Council of Institutional Investors
- Company type: Nonprofit organization
- Industry: Investment management
- Founded: 1985; 40 years ago

= Council of Institutional Investors =

Council of Institutional Investors is a nonprofit, nonpartisan association of U.S. pension funds and other employee benefit funds, foundations and endowments that "promotes the interests of institutional investors in the United States".

==Mission==
The association describes its mission as to "educate its members, policymakers and the public about corporate governance, shareholder rights and related investment issues, and to advocate on members' behalf". It maintains its headquarters in Washington, D.C.

==Background==
The CII was founded in 1985 by 21 public pension fund officials and has grown to include over 140 institutional investors (public, union and corporate employee benefit plans and foundations and endowments) with combined assets of $5 trillion as of October 2023.

The primary function of the CII is to develop and advocate for best practices in the field of corporate governance.
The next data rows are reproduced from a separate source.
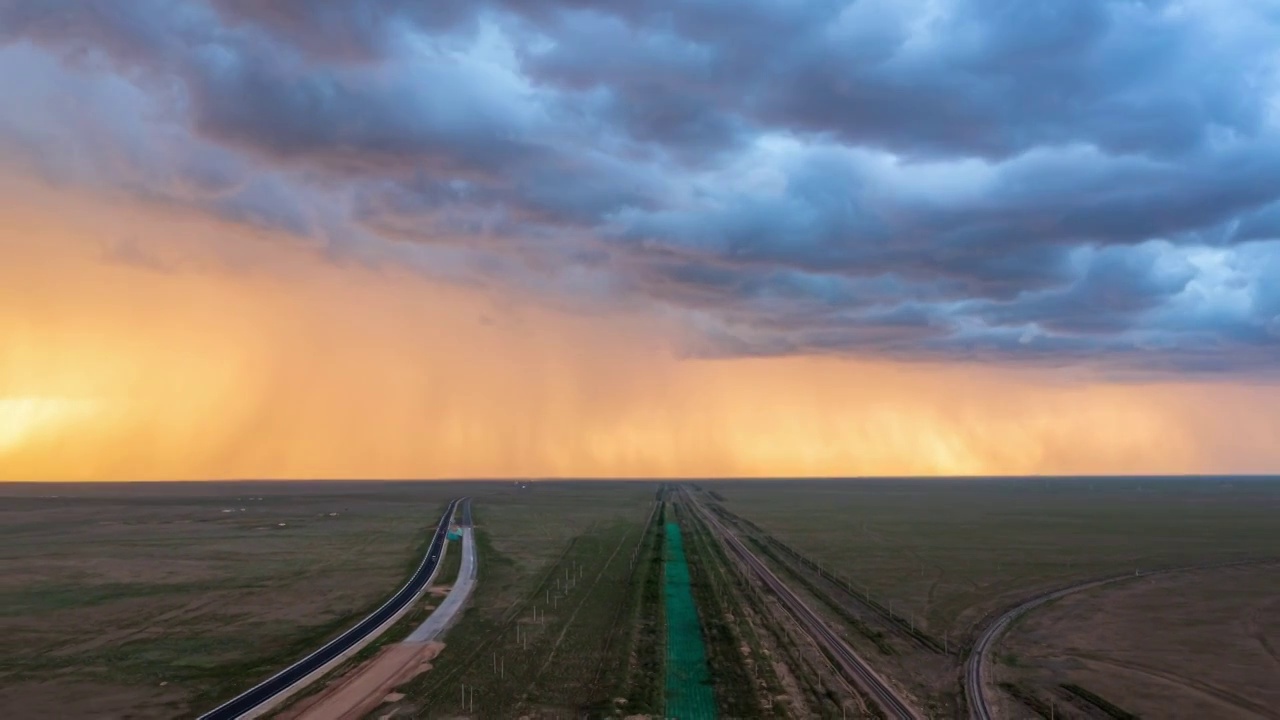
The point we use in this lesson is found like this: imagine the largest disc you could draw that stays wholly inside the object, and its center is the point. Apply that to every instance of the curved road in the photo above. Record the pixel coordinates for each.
(286, 679)
(977, 669)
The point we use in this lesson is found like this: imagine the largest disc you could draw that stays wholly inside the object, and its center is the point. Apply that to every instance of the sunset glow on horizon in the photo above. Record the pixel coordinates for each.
(465, 247)
(127, 370)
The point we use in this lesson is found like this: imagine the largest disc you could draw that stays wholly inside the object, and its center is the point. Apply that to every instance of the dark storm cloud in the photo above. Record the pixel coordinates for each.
(1060, 182)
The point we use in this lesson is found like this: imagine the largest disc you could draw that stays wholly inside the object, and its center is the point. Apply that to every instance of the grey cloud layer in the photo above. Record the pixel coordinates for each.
(1074, 182)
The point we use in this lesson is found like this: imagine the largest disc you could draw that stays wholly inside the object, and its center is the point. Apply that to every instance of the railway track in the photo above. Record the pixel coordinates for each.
(845, 659)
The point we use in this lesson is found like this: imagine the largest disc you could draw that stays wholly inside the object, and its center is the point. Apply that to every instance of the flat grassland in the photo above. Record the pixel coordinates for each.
(1193, 645)
(946, 552)
(945, 556)
(159, 600)
(554, 625)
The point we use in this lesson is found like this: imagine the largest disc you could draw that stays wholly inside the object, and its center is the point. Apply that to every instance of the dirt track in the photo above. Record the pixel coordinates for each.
(357, 695)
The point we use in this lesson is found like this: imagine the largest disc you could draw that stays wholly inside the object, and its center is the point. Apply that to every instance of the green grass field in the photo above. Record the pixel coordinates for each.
(160, 600)
(946, 552)
(561, 552)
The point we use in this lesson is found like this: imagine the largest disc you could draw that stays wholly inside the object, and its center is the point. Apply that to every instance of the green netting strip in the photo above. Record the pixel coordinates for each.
(689, 680)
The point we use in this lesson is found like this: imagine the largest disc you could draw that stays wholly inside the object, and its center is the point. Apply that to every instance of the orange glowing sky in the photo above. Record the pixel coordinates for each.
(142, 342)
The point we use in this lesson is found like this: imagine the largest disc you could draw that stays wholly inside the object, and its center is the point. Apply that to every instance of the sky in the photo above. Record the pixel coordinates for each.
(654, 238)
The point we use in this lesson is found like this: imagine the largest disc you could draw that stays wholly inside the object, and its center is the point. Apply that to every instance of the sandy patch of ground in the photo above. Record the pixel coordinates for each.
(1179, 646)
(62, 698)
(373, 683)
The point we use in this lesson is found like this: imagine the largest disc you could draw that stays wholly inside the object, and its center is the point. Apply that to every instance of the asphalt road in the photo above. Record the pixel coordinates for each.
(291, 675)
(853, 666)
(977, 668)
(443, 616)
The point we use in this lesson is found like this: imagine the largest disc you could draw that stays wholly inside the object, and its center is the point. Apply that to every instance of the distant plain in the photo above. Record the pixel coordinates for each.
(160, 600)
(156, 600)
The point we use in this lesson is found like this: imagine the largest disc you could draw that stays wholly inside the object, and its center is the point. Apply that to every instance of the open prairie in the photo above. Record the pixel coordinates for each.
(1189, 645)
(554, 624)
(945, 552)
(156, 600)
These policies may relate to matters such as shareholder rights, executive compensation, CEO succession, and board refreshment. The CII explicitly advocates for equal shareholder voting rights under the "one share, one vote" principle of shareholder democracy. As such, the CII is against dual-class stock structures. The Council also engages with proxy advisory firms, which advise institutional investors on shareholder voting matters.

The CII itself has a 15-person board of directors that comprises 6 officer and 9 non-officer members.